El pulso de Artaud es similar al de Van Gogh. El célebre cuadro Campo de trigo con cuervos, óleo sobre lienzo de 1890, ampliado en la muestra en una pared que ocupa toda una sala y con el comentario de Artaud, que sostenía que los cuervos se habían apoderado del espíritu de Van Gogh, es uno de los momentos más intensos de la exposición. Quizá porque la muerte se hace visible o se anuncia en un campo de trigo que simboliza la vida y la productividad. O tal vez porque los cuervos están a punto de ganar la batalla. Ni la ayuda de Theo, su hermano, ni la voluntad de pintar hasta casi el último día de su vida, ni sus amores furtivos y violentos fueron capaces de contrarrestar la imagen sombría de la celda de aislamiento del hospital de Arlés donde estuvo confinado Van Gogh. ¿Es posible que casi nadie se haya percatado del valor de su pintura?
En la muestra del Museo de Orsay hay dibujos de Antonin Artaud. Uno de ellos contiene rostros dibujados y palabras que no dicen nada en apariencia y lo dicen todo respecto a esa zona inexplicable del ser humano de la que sólo el arte da cuenta. El discurso de la razón no tiene nada que ver con el hecho estético. El 4 de marzo de 1948 Artaud es encontrado muerto, sentado al pie de su cama, por personal del sanatorio Salpêtrière.
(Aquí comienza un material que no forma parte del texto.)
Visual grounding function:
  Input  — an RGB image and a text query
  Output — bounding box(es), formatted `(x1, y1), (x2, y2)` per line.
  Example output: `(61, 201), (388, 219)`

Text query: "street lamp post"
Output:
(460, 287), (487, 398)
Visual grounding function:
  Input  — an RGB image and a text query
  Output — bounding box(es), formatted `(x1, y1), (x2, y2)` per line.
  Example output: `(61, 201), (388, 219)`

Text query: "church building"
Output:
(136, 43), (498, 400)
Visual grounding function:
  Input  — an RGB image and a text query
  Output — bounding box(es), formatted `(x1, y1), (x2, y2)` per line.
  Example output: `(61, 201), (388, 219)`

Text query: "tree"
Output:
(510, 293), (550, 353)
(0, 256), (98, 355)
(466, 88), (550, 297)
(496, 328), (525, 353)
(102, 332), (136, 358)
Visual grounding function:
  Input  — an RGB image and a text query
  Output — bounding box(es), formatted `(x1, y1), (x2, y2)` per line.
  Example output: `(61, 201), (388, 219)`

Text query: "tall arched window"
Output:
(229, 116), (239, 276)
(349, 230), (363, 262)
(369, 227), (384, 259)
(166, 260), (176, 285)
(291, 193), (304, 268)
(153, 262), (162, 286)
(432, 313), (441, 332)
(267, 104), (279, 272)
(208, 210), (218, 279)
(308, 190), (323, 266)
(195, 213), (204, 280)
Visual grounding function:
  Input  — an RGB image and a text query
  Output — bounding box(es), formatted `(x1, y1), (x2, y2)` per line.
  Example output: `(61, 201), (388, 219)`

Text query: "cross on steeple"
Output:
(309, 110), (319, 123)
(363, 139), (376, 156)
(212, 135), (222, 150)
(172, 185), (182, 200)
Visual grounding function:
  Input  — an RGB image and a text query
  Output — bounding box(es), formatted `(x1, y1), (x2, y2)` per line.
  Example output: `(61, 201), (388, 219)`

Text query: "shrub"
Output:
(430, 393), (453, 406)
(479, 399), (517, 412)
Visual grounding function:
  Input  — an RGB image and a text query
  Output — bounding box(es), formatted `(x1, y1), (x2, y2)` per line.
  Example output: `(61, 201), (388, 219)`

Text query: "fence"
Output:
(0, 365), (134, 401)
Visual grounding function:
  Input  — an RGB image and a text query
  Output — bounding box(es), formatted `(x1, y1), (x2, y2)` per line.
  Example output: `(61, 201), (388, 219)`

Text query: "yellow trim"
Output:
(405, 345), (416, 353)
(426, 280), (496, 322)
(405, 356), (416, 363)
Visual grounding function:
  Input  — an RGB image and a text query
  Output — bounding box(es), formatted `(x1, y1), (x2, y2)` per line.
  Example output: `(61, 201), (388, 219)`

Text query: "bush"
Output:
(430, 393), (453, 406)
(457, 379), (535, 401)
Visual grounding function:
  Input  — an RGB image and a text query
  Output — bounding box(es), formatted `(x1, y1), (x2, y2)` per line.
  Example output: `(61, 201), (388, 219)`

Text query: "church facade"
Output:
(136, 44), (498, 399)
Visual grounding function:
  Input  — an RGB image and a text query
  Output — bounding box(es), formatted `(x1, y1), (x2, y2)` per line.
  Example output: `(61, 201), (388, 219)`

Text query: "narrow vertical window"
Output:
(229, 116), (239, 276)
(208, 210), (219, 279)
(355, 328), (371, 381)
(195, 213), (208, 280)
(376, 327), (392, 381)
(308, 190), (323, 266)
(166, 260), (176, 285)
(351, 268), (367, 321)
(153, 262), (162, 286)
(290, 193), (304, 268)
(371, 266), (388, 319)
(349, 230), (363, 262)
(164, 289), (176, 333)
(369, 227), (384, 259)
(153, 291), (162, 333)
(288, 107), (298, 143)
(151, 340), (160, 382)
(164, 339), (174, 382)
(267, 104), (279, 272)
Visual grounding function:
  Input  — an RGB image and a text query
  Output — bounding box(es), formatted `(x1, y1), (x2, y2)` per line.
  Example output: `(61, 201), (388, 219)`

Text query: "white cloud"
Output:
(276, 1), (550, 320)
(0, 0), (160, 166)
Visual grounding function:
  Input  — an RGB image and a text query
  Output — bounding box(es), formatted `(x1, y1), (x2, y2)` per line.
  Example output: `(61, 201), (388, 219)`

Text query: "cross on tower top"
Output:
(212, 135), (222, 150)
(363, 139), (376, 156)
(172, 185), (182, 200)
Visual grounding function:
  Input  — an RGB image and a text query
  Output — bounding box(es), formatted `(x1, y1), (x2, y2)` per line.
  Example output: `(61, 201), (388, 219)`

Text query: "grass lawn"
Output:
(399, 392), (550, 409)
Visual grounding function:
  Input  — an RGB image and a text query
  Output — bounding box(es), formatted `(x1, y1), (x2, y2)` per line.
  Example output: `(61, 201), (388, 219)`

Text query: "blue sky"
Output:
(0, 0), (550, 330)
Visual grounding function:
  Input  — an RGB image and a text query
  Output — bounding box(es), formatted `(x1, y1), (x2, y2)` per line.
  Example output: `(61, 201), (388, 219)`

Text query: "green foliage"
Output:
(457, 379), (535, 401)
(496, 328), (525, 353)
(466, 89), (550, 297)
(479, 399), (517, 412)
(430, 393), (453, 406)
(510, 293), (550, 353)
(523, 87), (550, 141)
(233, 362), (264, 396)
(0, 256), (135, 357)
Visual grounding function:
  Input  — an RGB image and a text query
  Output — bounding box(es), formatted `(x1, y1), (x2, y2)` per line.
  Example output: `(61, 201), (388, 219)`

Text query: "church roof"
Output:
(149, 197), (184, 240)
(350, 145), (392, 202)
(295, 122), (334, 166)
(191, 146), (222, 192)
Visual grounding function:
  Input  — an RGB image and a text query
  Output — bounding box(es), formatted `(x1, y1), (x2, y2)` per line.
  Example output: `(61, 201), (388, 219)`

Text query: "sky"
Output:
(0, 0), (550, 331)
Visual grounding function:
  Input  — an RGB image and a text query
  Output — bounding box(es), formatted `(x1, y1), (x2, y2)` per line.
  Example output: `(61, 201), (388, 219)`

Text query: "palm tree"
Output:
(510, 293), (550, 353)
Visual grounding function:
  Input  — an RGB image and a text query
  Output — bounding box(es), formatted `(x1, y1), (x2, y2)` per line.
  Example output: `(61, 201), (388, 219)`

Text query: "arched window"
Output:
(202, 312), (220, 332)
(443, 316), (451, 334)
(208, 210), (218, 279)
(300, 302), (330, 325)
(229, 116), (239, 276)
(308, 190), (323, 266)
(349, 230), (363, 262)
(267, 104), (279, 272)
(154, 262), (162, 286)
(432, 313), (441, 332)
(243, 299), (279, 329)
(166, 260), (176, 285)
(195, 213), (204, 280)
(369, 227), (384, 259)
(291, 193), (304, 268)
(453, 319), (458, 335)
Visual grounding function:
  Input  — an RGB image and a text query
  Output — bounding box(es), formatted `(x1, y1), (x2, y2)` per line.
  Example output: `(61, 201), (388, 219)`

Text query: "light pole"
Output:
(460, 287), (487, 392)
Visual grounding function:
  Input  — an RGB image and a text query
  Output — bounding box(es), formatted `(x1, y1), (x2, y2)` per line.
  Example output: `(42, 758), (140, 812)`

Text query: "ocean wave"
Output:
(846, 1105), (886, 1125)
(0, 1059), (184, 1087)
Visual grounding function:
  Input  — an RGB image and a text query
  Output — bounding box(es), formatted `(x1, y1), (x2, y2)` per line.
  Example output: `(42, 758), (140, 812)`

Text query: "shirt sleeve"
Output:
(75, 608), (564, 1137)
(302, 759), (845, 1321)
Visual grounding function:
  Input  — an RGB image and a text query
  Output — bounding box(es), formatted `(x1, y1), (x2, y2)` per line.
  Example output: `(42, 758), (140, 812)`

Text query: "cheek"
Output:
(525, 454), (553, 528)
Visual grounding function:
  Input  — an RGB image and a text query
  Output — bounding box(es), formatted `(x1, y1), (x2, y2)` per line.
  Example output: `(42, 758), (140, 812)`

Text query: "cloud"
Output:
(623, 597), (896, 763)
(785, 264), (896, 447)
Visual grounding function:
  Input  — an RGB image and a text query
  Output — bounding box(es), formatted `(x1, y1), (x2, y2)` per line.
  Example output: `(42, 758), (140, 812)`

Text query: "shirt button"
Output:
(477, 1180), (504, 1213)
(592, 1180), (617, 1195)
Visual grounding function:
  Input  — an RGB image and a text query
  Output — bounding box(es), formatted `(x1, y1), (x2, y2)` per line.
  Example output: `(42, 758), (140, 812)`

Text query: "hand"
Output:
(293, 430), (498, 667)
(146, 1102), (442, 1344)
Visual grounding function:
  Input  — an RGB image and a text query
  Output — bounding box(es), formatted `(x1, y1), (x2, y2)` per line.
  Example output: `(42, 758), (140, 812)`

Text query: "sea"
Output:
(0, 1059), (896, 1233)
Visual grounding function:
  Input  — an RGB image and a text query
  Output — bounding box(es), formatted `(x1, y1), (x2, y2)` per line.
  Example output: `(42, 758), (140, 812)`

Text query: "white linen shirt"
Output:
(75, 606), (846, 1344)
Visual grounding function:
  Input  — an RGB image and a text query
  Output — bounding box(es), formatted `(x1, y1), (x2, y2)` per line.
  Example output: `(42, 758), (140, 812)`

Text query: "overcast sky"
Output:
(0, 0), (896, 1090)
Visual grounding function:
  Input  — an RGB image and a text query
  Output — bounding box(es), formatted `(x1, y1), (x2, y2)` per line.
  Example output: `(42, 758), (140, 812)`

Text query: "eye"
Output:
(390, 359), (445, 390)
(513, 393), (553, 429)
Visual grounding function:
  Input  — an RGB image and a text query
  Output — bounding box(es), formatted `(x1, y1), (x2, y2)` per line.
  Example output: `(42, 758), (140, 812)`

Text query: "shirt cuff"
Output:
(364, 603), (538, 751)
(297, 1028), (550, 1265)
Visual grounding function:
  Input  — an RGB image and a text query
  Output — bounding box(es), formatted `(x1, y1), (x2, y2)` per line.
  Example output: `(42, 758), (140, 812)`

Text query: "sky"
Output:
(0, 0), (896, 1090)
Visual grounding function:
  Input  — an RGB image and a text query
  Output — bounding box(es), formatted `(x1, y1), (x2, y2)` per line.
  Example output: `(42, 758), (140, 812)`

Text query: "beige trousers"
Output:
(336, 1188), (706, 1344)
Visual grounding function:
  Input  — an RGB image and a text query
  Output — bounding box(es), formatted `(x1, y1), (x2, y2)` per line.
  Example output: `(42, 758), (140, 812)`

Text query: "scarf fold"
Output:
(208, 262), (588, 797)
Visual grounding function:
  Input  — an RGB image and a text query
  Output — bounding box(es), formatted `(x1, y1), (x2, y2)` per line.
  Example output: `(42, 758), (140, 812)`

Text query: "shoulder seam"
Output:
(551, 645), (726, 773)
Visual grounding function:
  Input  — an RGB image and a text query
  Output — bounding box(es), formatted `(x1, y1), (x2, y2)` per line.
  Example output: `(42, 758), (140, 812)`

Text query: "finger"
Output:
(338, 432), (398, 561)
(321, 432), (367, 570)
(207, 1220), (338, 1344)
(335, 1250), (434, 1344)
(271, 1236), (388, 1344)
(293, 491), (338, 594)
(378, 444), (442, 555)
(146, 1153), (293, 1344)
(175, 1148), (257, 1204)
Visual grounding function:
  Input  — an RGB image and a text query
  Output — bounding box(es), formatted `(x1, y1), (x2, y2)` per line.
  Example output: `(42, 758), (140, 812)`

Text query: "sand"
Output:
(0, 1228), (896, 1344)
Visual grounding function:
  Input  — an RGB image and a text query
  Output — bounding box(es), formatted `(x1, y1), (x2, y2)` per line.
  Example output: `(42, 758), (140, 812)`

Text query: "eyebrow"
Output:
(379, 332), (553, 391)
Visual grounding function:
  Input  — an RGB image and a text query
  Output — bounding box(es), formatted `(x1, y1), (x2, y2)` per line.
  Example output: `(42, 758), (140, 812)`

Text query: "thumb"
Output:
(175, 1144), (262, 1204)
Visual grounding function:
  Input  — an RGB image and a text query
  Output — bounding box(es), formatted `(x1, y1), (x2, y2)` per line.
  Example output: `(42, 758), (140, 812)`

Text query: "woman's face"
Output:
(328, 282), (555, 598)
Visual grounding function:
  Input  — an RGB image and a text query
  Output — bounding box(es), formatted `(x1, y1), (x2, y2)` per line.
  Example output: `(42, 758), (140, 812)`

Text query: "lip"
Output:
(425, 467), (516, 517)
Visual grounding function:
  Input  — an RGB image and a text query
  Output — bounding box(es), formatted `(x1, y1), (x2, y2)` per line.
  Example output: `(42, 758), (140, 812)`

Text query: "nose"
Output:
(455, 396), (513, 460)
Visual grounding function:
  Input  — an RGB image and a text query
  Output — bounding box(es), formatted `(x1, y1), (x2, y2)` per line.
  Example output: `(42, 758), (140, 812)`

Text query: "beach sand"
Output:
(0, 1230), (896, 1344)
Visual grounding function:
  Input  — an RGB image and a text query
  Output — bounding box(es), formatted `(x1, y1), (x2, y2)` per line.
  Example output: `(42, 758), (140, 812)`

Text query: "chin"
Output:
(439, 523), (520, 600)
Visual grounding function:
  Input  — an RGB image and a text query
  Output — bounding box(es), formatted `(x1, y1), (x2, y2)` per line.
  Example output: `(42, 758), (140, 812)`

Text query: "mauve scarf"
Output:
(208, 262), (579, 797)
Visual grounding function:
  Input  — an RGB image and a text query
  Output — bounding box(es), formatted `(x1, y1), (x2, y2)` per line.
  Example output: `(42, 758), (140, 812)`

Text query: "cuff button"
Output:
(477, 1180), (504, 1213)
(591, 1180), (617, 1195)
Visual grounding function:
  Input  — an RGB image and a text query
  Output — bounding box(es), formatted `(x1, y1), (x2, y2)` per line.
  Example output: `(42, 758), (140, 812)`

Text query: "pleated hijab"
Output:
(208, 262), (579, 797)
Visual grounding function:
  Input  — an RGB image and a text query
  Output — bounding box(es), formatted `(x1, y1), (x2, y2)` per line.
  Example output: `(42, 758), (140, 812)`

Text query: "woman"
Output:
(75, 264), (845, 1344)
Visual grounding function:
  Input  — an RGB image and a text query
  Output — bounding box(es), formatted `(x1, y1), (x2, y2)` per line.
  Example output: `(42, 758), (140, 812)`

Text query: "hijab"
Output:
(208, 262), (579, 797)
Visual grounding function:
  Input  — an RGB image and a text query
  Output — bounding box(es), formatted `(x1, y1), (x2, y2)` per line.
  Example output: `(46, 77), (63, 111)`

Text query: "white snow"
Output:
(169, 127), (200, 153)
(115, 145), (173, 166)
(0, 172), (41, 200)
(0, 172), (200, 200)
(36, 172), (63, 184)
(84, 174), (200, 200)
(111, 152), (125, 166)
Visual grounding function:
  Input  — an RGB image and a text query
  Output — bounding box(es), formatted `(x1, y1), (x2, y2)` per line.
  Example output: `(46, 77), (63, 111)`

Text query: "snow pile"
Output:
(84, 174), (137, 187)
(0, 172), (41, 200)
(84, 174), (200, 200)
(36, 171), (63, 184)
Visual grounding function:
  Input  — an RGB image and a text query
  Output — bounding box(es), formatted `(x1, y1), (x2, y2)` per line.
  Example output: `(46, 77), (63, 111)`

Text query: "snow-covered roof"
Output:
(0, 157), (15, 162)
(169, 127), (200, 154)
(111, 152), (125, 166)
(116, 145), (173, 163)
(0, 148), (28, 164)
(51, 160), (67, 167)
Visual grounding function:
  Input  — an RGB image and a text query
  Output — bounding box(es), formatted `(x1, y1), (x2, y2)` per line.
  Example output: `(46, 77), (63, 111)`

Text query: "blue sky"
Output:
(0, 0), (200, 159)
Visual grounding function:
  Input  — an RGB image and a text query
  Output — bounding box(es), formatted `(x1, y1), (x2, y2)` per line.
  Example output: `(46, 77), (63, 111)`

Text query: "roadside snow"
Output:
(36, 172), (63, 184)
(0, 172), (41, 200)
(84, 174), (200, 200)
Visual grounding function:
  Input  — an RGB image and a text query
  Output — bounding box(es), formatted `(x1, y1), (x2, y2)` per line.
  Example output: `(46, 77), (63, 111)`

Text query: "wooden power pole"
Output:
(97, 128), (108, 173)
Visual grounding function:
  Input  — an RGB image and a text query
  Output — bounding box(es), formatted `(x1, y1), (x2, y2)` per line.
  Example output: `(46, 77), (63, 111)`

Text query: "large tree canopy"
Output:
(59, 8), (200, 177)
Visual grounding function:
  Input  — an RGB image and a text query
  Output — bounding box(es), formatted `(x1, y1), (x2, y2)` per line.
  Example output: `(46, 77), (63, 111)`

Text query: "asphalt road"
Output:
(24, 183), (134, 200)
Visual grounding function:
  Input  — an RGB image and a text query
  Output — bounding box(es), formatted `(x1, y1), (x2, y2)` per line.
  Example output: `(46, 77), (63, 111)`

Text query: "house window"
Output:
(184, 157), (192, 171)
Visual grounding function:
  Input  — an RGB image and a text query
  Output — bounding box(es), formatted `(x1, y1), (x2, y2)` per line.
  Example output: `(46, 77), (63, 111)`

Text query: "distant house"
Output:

Sus últimas palabras estaban escritas en un cuaderno que llevaba consigo. Y eran éstas: "Seguir haciendo de mí este embrujado eterno?".
El 29 de julio de 1890, Vincent, acurrucado en brazos de su hermano, dijo sus últimas palabras a Theo: "Quiero morir así". Su corazón fanático, sus deseos de que la pintura fuera más verdadera que la vida, se apagaron como los de Artaud en un mundo que no hizo nada, o muy poco, para comprenderlos. Es probable que esta muestra, que hasta el 6 de julio puede visitarse en uno de los museos más bellos del mundo, nos sirva para reflexionar sobre cierta indiferencia que en distintas épocas se ha tenido frente aquello que el arte ofrece mucho antes de que críticos y académicos determinen su valor. Tanto a Van Gogh como a Artaud los esperaba el reconocimiento en la posteridad. Pero la vida, la única que tuvo cada uno, fue una permanente lucha contra las convenciones de la época. La experiencia de la felicidad sólo la conocieron a través de la experiencia estética. Pero el mundo, que es la única morada del hombre, los trató como extranjeros. O mejor: como extraños en una tierra sombría. La muestra del Museo de Orsay los acerca a nosotros y los convierte en contemporáneos. Como fantasmas, Artaud y Van Gogh conversan a orillas del Sena. Y esa charla resulta tan verdadera que nos interpela. En los ojos de uno y de otro hay destellos de furia. Antes que la enfermedad los mató la indiferencia, la desidia, la crueldad que significa no saber o no poder mirar al otro.